In welke mate mycotoxinen schade opleveren aan met name varkens- en pluimveebedrijven is nog altijd de vraag. Dat de Europese veiligheidsmarges een schijnzekerheid bieden is inmiddels wel bewezen. Dat was een van de conclusies op het internationale symposium Mycotoxinen en Darmgezondheid van Panagro in Eindhoven.
Vorig jaar riep Piet van der Aar, directeur van Schothorst Feed Research, de voerindustrie al op om hogere veiligheidsnormen te hanteren voor voeders voor de varkens- en pluimveehouderij. Van der Aar gaf toe de impact van deze gifstoffen op varkens en pluimvee te hebben onderschat. De oproep werd vorige maand herhaald door hoogleraar Siska Croubels van het departement Pharmacologie, toxicologie en biochemie van de faculteit Diergeneeskunde in Gent. “Voor een enkelvoudige mycotoxine kloppen de Europese veiligheidsmarges wel, maar in voeders wordt zelden slechts één mycotoxine aangetroffen. “Wij vonden in ruim 60 procent van de voer- en grondstofmonsters mycotoxinen. In de meeste besmette monsters zat een hele cocktail van mycotoxinen van soms wel 70 soorten.” In het gros van de monsters vond Croubels tussen 15 en 30 verschillende soorten.

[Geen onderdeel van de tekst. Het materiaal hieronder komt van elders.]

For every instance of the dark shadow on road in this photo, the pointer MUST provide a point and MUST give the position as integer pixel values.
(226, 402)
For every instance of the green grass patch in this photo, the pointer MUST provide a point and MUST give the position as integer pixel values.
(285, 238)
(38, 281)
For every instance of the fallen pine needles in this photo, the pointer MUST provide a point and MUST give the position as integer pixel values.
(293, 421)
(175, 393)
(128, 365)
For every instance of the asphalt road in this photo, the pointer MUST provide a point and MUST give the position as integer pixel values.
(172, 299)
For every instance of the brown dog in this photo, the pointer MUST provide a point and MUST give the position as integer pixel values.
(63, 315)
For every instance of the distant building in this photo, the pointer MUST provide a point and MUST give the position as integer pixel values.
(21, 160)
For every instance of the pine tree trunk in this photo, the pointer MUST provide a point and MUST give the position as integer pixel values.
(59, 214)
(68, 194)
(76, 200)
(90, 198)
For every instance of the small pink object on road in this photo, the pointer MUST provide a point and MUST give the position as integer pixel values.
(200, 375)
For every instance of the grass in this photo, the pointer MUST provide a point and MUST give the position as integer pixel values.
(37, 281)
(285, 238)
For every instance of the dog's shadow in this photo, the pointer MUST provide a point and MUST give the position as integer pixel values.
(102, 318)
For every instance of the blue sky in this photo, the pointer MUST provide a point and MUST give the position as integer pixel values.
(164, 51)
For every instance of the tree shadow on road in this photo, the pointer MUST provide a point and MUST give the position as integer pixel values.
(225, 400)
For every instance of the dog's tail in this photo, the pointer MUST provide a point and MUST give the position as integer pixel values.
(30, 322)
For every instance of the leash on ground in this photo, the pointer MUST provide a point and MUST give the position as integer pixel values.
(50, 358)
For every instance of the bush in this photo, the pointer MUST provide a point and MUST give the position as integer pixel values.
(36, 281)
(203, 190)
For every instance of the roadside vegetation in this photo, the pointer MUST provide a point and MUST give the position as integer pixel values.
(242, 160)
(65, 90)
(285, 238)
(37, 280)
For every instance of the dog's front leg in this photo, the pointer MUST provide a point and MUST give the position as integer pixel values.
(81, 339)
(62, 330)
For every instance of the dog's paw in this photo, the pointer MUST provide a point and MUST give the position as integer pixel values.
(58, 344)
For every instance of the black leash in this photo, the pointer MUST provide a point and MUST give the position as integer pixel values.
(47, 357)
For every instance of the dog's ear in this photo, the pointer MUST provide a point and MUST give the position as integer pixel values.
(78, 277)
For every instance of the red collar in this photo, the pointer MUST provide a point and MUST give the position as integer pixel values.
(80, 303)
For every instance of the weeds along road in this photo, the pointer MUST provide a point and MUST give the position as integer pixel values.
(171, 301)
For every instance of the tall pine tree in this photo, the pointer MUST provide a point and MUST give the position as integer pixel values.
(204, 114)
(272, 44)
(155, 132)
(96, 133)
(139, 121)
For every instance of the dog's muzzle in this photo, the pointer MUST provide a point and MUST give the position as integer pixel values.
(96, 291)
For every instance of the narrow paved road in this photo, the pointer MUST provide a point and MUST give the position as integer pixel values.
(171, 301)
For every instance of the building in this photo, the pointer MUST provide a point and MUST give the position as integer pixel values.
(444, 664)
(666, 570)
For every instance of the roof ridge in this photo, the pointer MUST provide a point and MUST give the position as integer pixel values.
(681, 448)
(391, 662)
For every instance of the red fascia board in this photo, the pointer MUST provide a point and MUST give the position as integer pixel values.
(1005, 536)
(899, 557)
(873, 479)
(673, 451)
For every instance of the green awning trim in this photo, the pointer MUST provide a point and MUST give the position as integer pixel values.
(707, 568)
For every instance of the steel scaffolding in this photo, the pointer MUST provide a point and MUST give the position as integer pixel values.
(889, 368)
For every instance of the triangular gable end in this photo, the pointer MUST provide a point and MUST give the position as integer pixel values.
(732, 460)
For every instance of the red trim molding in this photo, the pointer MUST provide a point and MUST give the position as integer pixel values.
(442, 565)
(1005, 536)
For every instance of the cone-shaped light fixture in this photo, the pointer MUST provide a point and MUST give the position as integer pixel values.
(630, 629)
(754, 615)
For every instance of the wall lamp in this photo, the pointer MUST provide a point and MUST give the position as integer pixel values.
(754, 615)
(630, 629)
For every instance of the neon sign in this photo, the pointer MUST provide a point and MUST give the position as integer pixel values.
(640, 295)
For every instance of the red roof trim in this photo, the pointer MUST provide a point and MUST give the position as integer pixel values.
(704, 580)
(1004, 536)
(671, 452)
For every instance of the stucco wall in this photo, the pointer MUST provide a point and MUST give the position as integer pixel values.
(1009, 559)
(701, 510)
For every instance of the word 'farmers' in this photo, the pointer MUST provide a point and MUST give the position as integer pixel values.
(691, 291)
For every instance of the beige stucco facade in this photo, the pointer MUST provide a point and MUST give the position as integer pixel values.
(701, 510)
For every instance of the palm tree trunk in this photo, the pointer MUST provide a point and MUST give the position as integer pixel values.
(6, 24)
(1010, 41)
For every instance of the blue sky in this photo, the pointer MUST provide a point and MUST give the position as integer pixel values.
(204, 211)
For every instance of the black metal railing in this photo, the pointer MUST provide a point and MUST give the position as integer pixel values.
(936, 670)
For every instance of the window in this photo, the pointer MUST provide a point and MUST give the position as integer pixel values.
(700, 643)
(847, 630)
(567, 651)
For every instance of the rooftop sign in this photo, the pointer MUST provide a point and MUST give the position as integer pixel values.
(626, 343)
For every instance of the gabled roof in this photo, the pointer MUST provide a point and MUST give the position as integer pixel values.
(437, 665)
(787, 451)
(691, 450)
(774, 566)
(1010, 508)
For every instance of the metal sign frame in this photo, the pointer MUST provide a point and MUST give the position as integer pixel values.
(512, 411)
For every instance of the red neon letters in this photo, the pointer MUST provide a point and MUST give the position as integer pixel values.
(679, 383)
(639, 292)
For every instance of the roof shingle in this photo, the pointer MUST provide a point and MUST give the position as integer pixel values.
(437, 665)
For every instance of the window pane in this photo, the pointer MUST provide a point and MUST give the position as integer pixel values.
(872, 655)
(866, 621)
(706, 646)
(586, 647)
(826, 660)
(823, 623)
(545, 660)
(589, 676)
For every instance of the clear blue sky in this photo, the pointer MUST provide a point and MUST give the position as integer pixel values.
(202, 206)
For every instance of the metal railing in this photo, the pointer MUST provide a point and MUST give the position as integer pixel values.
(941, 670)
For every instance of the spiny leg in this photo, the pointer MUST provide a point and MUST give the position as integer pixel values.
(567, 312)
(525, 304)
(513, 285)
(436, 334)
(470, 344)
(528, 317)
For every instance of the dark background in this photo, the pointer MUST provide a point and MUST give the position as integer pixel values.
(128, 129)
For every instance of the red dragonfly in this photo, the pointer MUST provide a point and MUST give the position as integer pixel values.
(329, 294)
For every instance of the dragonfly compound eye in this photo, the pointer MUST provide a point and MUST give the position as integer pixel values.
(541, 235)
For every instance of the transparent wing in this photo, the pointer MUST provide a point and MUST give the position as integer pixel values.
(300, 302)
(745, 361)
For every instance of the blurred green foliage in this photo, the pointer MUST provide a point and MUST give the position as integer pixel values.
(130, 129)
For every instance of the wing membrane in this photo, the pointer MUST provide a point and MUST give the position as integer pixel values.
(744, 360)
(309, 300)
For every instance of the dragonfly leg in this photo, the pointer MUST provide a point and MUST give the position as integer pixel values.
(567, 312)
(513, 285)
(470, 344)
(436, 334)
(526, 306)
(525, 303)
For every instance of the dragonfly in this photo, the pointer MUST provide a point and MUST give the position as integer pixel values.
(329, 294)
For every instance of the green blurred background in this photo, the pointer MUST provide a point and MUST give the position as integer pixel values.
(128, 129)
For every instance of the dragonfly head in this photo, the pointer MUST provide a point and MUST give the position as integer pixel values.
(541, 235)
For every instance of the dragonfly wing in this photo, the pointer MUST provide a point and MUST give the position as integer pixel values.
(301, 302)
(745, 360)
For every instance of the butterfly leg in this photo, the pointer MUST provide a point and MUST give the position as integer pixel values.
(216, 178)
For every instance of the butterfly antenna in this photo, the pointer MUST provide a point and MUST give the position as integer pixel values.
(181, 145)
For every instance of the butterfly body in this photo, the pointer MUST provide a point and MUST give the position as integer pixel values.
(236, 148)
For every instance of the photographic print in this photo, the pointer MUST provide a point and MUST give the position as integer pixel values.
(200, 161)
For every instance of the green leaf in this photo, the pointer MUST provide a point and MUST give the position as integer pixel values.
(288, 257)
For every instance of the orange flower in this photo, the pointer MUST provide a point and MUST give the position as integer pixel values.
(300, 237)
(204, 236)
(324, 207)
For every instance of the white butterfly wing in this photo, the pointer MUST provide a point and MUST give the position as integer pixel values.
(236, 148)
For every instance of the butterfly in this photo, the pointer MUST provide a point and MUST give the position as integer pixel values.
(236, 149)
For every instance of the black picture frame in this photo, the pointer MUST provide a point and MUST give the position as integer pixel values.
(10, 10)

Hoge doses mycotoxines worden zelden gezien en vrijwel nergens worden de Europese limieten van individuele mycotoxines overschreden. Croubels: “Wij zagen dat verschillende soorten elkaars werking versterken.” Met name de barrièrefunctie van de darmen wordt aangetast. “Er was een duidelijk effect te zien op de villuslengte (worden korter) in de darmen bij zowel vleeskuikens als varkens.” Tijdens het symposium bleek ook de interactie tussen mycotoxines en darmpathogenen, bacteriële aandoeningen en virale aandoeningen. Mycotoxines kunnen ook een gunstig effect hebben door de kwalijke bacterie te bestrijden. Welk effect welke combinatie van mycotoxines precies hebben op het dier en op de ziekteverwekker is echter schier onvoorspelbaar. Het is één grote blackbox.